We're especially excited about the launch of this product due to its unique package design a pending million-user flavor and strong activation by our sales teams and our Coca-Cola bottling partners. We will be launching various Monster Energy strategic brands and affordable brand products in additional markets in EMEA throughout the rest of 2025, including the rollout of Monster Energy [ Valentino Rossi Zero ] Sugar in a number of countries.
Turning to Asia Pacific. Net sales in Asia Pacific in the 2025 second quarter increased 11.6%, both in dollars and on a currency-neutral basis over the same period in 2024. Gross profit in this region as a percentage of net sales for the 2025 second quarter was 41.0% versus 45.4% in the same period in 2024.
The decrease in gross profit margins as a percentage of net sales was primarily the result of higher promotional allowances and geographic sales mix. Net sales in Japan in the 2025 second quarter increased 6.1% in dollars and increased 1% on a currency-neutral basis. We are planning to launch 2 SKUs of rainstorm in Japan in the 2025 third quarter.
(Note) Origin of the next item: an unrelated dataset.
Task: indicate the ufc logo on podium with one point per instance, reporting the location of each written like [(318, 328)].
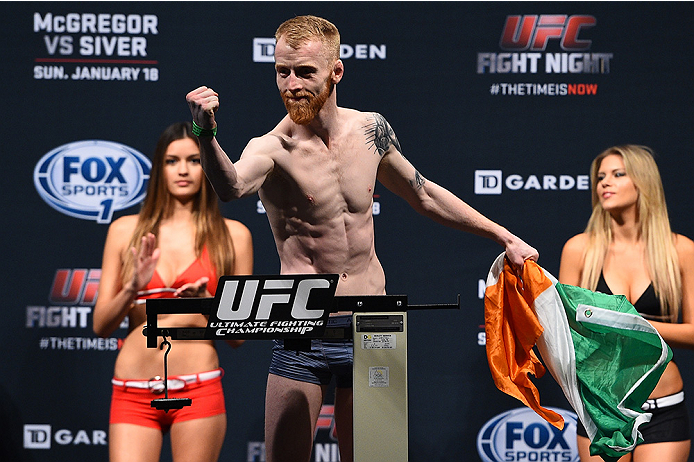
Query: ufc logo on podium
[(532, 32), (284, 306), (237, 305)]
Net sales in South Korea in the 2025 second quarter increased 22.4% in dollars and increased 28.9% on a currency-neutral basis as compared to the same quarter in 2024. Net sales in China in the 2025 second quarter increased 19.5% in dollars and increased 20.2% on a currency-neutral basis as compared to the same quarter in 2024.
Net sales in India in the 2025 second quarter increased 12.4% in dollars and increased 16.0% on a currency-neutral basis as compared to the same quarter in 2024. During the second quarter, sales growth of the Monster Energy brand remained solid, [ repetitor ] growing meaningfully ahead of the energy drink category in part reflecting its ongoing rollout into new markets and increased production capacity with the Coca-Cola bottlers in India.
Overall, we remain optimistic about the long-term prospects for our brands in Asia Pacific and are excited about the incremental expansion of our affordable brands in China and India. In Oceania, which includes Australia, New Zealand, Tahiti, French Polynesia, New Caledonia, Papua New Guinea and Guam, net sales increased 8.3% in dollars and increased 11.9% on a currency-neutral basis.
Turning to Latin America and the Caribbean. Net sales in Latin America, including Mexico and the Caribbean, in the 2025 second quarter decreased 7.8% in dollars and increased 1.7% on a currency-neutral basis over the same period in 2024.
Slower growth in the region on a currency-neutral basis was primarily attributable to a change to the operating model in Argentina, lower net sales in certain countries primarily due to production challenges and adverse weather in the region, particularly in Brazil.
Gross profit in this region as a percentage of net sales was 45.2% for the 2025 second quarter versus 45.8% in the 2024 second quarter. Net sales in Brazil in the second quarter decreased 1.3% in dollars but increased 10.4% on a currency-neutral basis. We are planning to launch Juice Monster [ Rio punch ] in the 2025 third quarter.
Net sales in Chile in the 2025 second quarter increased 4.6% in dollars and 4.2% on a currency-neutral basis. We are planning to launch Juice Monster Pipeline Punch in the 2025 third quarter. Net sales in Argentina in the 2025 second quarter decreased 33.9% in dollars and 30.2% on a currency-neutral basis. The net sales decrease in Argentina was partially due to lower per case revenues as a result of a change to operating model late in the first quarter of 2025 with the objective to better manage our foreign currency exposure.
Net sales in Mexico decreased 7.0% in dollars and increased 10.8% on a currency-neutral basis in the 2025 second quarter. In the third quarter, we are planning to launch Monster Energy [ Ultra Strawberry Dreams ] and Predator [ Wild Berry].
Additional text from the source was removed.